On April 22, 1970, Philadelphia hosted a six-hour festival in Fairmount Park that drew 25,000 to 30,000 clean-air lovers.

A few participants in the 1970 Earth Day Rally held at Belmont Plateau linger after the event. Over 26,000 people attended the rally on April 22, 1970.
A few participants in the 1970 Earth Day Rally held at Belmont Plateau linger after the event. Over 26,000 people attended the rally on April 22, 1970.Read morethe Evening Bulletin / Temple Urban Archives

The bow-tied W. Thacher Longstreth agreed to meet a few young people who wanted to celebrate Mother Earth.

In the spring of 1970, they called it Earth Day.

“I thought at first it was just a confrontation,” Longstreth, a longtime City Council member and president of the Greater Philadelphia Chamber of Commerce, told the Daily News in 1990. “They assured me they had constructive ideas and wanted no confrontations.”

The planners of the first Earth Day quickly got the cooperation of The Establishment in Philadelphia, where it evolved into a weeklong celebration that the planners called Earth Week.

And the city made the most of it, capping off the festivities on April 22, 1970, with a six-hour festival in Fairmount Park. The finale of the weeklong event drew somewhere between 25,000 and 30,000 clean-air lovers.

It was this gathering in the city its inhabitants called “Filthydelphia” that helped kick off a push for a brighter, and cleaner, future.

“It was the biggest event in the country that day, remarkable considering that there were Earth Day events in countless cities and towns and at an estimated 2,000 colleges and 10,000 high schools,” wrote a Daily News reporter.

The idea for the first official celebration of our third planet from the sun sprang from U.S. Sen. Gaylord Nelson.

The Wisconsin Democrat proposed his idea for a national event focused on the environment in the fall of 1969.

He had envisioned classes and teach-ins held nationwide, and mostly across college campuses, to educate the public on the power and fragility of nature.

The term Earth Day was coined later.

But in Philadelphia, those four young students at the University of Pennsylvania embraced Nelson’s idea and ran with it.

One of the largest events occurred the evening before Earth Day, when a Chestnut Street parade preceded a rally on Independence Mall, which drew 7,000 people.

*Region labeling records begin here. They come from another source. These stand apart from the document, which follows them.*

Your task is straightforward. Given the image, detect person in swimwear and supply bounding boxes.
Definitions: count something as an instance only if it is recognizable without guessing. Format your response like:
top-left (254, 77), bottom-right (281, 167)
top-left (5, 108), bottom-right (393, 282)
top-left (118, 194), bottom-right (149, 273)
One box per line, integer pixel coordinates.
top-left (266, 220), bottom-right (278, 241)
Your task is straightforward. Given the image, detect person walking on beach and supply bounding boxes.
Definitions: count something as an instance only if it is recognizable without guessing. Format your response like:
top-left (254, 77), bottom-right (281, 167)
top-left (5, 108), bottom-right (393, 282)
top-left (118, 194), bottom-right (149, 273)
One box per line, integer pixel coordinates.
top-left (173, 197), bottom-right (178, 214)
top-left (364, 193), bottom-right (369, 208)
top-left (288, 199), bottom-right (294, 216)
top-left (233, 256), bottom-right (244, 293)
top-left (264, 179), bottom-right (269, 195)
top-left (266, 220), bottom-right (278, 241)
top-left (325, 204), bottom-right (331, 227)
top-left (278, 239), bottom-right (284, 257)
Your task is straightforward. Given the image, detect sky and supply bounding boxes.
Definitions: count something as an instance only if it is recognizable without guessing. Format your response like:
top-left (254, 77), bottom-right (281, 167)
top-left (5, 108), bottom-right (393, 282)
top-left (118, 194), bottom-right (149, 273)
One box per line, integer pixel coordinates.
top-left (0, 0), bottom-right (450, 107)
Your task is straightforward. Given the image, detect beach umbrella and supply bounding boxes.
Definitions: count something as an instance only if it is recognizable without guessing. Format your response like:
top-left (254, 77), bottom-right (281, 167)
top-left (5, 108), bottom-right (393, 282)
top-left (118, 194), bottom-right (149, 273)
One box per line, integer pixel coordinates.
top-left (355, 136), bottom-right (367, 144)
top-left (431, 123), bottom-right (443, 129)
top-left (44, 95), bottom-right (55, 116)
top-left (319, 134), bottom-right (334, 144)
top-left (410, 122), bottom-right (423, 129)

And on the actual Earth Day, on a bright and clear day with temperatures hovering in the 50s, thousands in tie-dyed clothing rallied around the Philadelphia Museum of Art.

And then they paraded to Belmont Plateau for the six-hour event.

“The throngs listened to the gospel of environmental rights, they cheered, they sang some more,” according to the Daily News.

Earth Day, said poet Allen Ginsberg, was an “educational picnic.”

The best part?

The thousands of revelers picked up their trash.